War Powers

Analysis of Lawsuit Challenging War Against ISIL

By Jack Goldsmith
Wednesday, May 4, 2016, 1:03 PM

Charlie Savage reports that Captain Nathan Michael Smith, an army intelligence officer deployed in Kuwait, has brought a lawsuit challenging President Obama’s interpretive extension of the 2001 AUMF in response to 9/11 the Islamic State.  The complaint argues that the President’s use of force against the Islamic State exceeded his authority under Article II, the 2001 AUMF, and the 2002 Iraq AUMF.  It further argues that the use of force against the Islamic State violates (1) the War Powers Resolution, because the force constitutes “hostilities” for longer than 60 days without congressional authorization, and (2) Article II’s Take Care Clause, because the President did not publish a “sustained legal justification” for the use of force against the Islamic State.  

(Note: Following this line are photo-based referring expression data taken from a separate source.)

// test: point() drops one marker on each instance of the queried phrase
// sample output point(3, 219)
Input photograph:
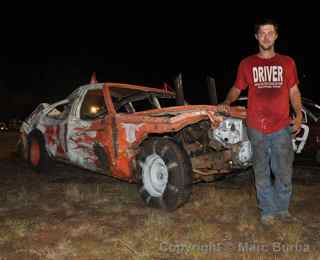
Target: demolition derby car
point(138, 134)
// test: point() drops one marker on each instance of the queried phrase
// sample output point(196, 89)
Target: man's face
point(266, 37)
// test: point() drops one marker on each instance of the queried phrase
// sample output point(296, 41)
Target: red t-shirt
point(269, 81)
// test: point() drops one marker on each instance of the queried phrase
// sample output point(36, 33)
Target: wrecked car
point(138, 134)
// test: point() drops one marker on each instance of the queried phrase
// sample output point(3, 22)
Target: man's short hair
point(265, 21)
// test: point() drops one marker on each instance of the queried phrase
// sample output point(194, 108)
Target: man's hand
point(296, 124)
point(295, 99)
point(223, 108)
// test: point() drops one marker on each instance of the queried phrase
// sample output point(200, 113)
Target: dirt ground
point(74, 214)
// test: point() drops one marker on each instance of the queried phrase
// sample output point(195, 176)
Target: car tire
point(164, 174)
point(318, 157)
point(38, 157)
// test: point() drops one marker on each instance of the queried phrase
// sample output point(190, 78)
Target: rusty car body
point(138, 134)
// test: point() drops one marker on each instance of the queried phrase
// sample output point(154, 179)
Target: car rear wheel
point(38, 157)
point(164, 174)
point(318, 156)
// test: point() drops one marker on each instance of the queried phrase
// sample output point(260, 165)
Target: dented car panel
point(100, 137)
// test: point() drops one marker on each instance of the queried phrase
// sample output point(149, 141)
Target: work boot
point(269, 220)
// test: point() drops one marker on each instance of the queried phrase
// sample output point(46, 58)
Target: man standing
point(273, 85)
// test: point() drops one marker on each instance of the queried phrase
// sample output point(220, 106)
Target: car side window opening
point(93, 105)
point(60, 112)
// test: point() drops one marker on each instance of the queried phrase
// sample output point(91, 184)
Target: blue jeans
point(272, 152)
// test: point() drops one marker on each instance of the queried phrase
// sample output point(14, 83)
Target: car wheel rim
point(154, 175)
point(35, 153)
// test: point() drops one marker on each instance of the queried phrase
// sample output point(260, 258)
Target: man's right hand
point(223, 108)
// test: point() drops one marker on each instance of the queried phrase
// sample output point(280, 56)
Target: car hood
point(178, 110)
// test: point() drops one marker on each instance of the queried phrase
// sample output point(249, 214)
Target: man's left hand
point(296, 124)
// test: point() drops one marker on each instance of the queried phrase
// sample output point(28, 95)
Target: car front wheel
point(38, 157)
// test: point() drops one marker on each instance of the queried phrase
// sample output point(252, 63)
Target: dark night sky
point(44, 58)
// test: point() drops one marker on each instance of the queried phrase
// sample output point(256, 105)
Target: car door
point(86, 129)
point(54, 127)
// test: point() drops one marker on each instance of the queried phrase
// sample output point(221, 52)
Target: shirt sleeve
point(241, 80)
point(292, 75)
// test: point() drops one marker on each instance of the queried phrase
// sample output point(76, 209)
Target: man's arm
point(295, 100)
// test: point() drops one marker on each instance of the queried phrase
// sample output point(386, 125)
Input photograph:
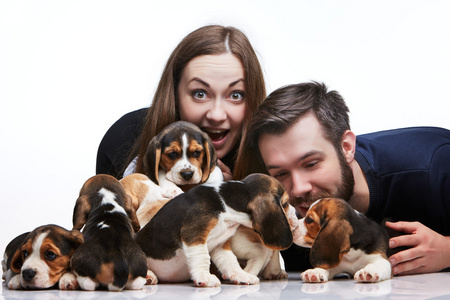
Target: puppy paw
point(275, 276)
point(68, 282)
point(151, 278)
point(207, 280)
point(316, 275)
point(171, 193)
point(242, 277)
point(367, 274)
point(14, 283)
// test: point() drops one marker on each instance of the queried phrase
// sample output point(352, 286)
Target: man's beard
point(344, 191)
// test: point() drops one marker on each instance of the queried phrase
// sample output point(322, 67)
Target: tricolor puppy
point(343, 240)
point(40, 259)
point(146, 196)
point(180, 156)
point(195, 227)
point(260, 260)
point(109, 257)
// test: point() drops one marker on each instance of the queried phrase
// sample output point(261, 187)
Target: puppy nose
point(187, 175)
point(28, 274)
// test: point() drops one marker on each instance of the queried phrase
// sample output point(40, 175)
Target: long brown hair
point(207, 40)
point(281, 109)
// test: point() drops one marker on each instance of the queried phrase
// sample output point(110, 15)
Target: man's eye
point(311, 164)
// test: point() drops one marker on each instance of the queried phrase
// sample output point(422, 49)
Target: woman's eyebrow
point(235, 82)
point(200, 81)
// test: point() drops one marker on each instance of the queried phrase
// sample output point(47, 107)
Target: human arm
point(429, 252)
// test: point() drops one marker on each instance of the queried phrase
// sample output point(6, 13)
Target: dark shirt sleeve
point(117, 143)
point(296, 259)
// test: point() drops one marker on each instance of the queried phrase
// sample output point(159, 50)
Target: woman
point(212, 79)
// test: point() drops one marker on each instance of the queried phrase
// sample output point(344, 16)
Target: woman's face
point(211, 94)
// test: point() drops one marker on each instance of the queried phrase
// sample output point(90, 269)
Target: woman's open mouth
point(216, 135)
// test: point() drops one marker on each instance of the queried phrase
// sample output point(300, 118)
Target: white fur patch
point(102, 225)
point(34, 261)
point(110, 198)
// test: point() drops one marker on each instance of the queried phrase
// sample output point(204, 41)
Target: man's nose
point(301, 186)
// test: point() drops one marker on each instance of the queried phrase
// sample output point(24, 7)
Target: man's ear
point(349, 145)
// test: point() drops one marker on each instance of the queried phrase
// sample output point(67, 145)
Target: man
point(301, 134)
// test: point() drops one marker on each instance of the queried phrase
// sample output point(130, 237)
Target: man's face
point(306, 164)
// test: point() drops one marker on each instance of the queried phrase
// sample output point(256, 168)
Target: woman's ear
point(349, 145)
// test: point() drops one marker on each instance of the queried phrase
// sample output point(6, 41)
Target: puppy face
point(44, 256)
point(269, 209)
point(183, 151)
point(101, 190)
point(326, 230)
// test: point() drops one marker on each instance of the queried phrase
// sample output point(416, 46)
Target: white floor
point(428, 286)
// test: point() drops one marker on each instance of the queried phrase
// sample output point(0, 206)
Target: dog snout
point(28, 274)
point(187, 175)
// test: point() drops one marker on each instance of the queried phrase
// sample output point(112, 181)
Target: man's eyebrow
point(303, 157)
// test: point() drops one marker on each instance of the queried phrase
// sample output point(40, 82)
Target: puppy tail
point(121, 273)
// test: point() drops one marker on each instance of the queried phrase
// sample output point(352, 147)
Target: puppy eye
point(308, 220)
point(50, 255)
point(172, 155)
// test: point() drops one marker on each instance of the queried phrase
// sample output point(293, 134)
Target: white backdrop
point(69, 69)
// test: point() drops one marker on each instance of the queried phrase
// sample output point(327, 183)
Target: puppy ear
point(75, 237)
point(17, 260)
point(331, 243)
point(131, 212)
point(81, 212)
point(270, 222)
point(152, 159)
point(210, 157)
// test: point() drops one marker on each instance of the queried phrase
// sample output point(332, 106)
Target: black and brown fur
point(109, 257)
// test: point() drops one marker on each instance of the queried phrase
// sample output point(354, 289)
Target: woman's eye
point(199, 94)
point(237, 96)
point(172, 155)
point(280, 175)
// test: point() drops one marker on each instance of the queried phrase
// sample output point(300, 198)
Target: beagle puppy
point(109, 256)
point(146, 196)
point(343, 240)
point(40, 259)
point(259, 259)
point(181, 156)
point(195, 227)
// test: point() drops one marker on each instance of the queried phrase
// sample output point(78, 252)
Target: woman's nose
point(216, 111)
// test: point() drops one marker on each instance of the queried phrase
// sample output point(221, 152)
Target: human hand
point(227, 175)
point(429, 252)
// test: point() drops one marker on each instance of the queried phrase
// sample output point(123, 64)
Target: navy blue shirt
point(408, 173)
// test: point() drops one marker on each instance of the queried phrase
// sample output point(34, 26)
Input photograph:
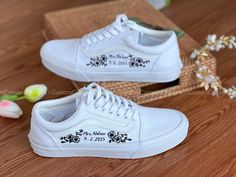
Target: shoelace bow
point(109, 31)
point(108, 102)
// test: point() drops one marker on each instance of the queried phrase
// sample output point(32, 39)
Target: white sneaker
point(122, 51)
point(94, 122)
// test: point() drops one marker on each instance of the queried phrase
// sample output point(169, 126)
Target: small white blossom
point(211, 38)
point(194, 54)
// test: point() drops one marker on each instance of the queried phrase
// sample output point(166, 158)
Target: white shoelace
point(108, 102)
point(111, 30)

The lawsuit is a big deal to the extent that it provides a possible vehicle for a court to adjudge the legality of Obama’s interpretation.  One consequence of Obama’s decision not to detain captured Islamic State soldiers in GTMO is that the habeas corpus vehicle for challenging the legality of the war against the Islamic State has been shut off.  This  lawsuit provides another possible vehicle.  (It is probably no accident that one of Captain Smith's attorneys is prominent GTMO attorney David Remes.) 

However, I am skeptical that the lawsuit will succeed.  Assuming that this plaintiff has standing, the political question doctrine—even after Zivotofsky I—still stands as a possible hurdle.  And even if the court reaches the merits, it will almost certainly rule for the President on some combination of three grounds.  The court might agree with the President’s interpretation of the 2001 AUMF.  (See pages 5-6 of this speech by Stephen Preston for the administration’s full view.)  It might rule (as I argued here) that the 2002 Iraq AUMF authorizes the President to use force against the Islamic State in Iraq and Syria.  And it might rule (as I argued here) that Congress has authorized force against the Islamic State via appropriations for conflict.

It appears that one of the lawsuit’s aims is to spur Congress to get involved in explicitly authorizing the war against the Islamic State.  “We want to get this back on the agenda,” says another of Captain Smith’s attorneys, Yale Law Professor Bruce Ackerman.  Savage says that Ackerman called “the precedent Mr. Obama is setting a ‘turning point’ for whether constitutional checks and balances on a president’s ability to initiate a new war at his own discretion will survive.”  Savage cites Ackerman’s earlier article inviting this type of lawsuit, where Ackerman said:

Decisive judicial intervention would not lead to a head-on confrontation with the White House. The [Supreme] Court would simply rule that Mr. Obama has misconstrued the War Powers Resolution, and that the sitting president—probably Obama’s successor—must obtain Congressional approval if he wants to continue hostilities after the 60-day deadline. This would force the issue to the top of the legislative agenda, and require all sides to hammer out the terms of battle for the next commander-in-chief—redeeming  the Founders’ vision for a new century.

Perhaps.  But I seriously doubt matters will turn out this way.  Savage quotes me for the obvious proposition that “it would be a lot better for everyone, including the president, if Congress got more involved.”  But as I have also explained, Congress is unlikely to get more involved, for two reasons.  First, it cannot agree on whether to give the President more or less authority against the Islamic State than he has sought.  And second, though Congress broadly supports the conflict against the Islamic State, it has little incentive to vote on an express authorization because the President has already claimed he has the legal authority for the conflict. 

Perhaps Captain Smith’s lawsuit will change Congress’s incentives, but it is hard to see how it does so absent a very unlikely ruling on the merits that the President lacks the authority to use force against the Islamic State.  If the judiciary does reach the merits of the lawsuit, a much more likely outcome is that it would affirm the President’s authority through some combination of the three arguments outlined above.  If that happens, a lawsuit that sought to enliven Congress’s war powers role would have the opposite effect of deadening it by endorsing the President’s unilateral extension of the war to the Islamic State.